Produção de frutas é alternativa no distrito de São Pedro

Consolidado por seu potencial turístico, o distrito de São Pedro, que abriga a rota Caminhos de Pedra, foi o segundo roteiro mais procurado neste ano do município, com 82.323 visitas nos nove primeiros meses deste ano. Entretanto, a localidade não se destaca apenas neste âmbito. No Distrito, estão instaladas cerca de 90 empresas das mais diversas áreas.

Nesta quinta-feira, 20, o subprefeito do distrito, Leonir Cavalet e o secretário de Desenvolvimento da Agricultura, Dorval Brandelli, estiveram visitando um dos empreendimentos de sucesso que tem São Pedro como sede de seus negócios.

Propriedade da família Bellaver, formada Luís Carlos Bellaver e Lucia De Bona Bellaver, e seus filhos Maurício e Marcelo Bellaver, a Frutas MB é destaque em seu segmento. A família possui 48 hectares, onde cultiva uva, pêssego, ameixa e caqui, e tem na fruticultura sua principal fonte de renda.

A produção é exorbitante e diferenciada. São 1,3 milhões de quilos de pêssego (600 toneladas), caqui (400) e ameixa (300) produzidos por ano. Somados às 700 toneladas de frutas compradas de outras propriedades, a empresa comercializa 2 milhões de quilos. A capacidade de colheita é, em média, de 40 toneladas por dia. As variedades são vendidas no Rio Grande do Sul, Santa Catarina, Paraná, São Paulo e Recife.

“A propriedade dos Bellaver já é consolidada aqui no Distrito. Eles cresceram de uma forma exponencial por conta própria, aproveitando as ótimas condições de clima da região, aliadas ao tino administrativo e aproveitamento de oportunidades. Ajudamos apenas com o necessário. O que queremos é mostrar para a nossa população que Bento Gonçalves tem condições favoráveis para a produção de multiculturas e isso é importante para o nosso desenvolvimento”, destacou o Subprefeito.
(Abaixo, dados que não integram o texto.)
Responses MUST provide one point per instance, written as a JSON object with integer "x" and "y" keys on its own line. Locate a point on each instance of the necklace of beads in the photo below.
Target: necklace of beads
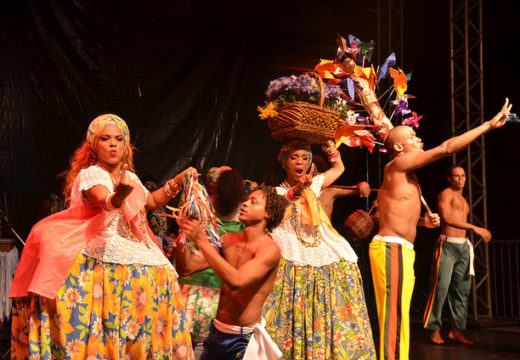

A propriedade, situada em área de montanha, se caracteriza por pequenas extensões planas e, em sua maioria, em áreas com inclinações entre 10 e até 30/40%, sendo cortada por estradas britadas que permitem acessar todos os pomares que, por sua vez, foram implantados em patamares, de tal forma que possibilitam a circulação de máquinas e equipamentos para os tratamentos fitossanitários e para a retirada da produção, durante a colheita. Alguns hectares também possuem cobertura antigranizo.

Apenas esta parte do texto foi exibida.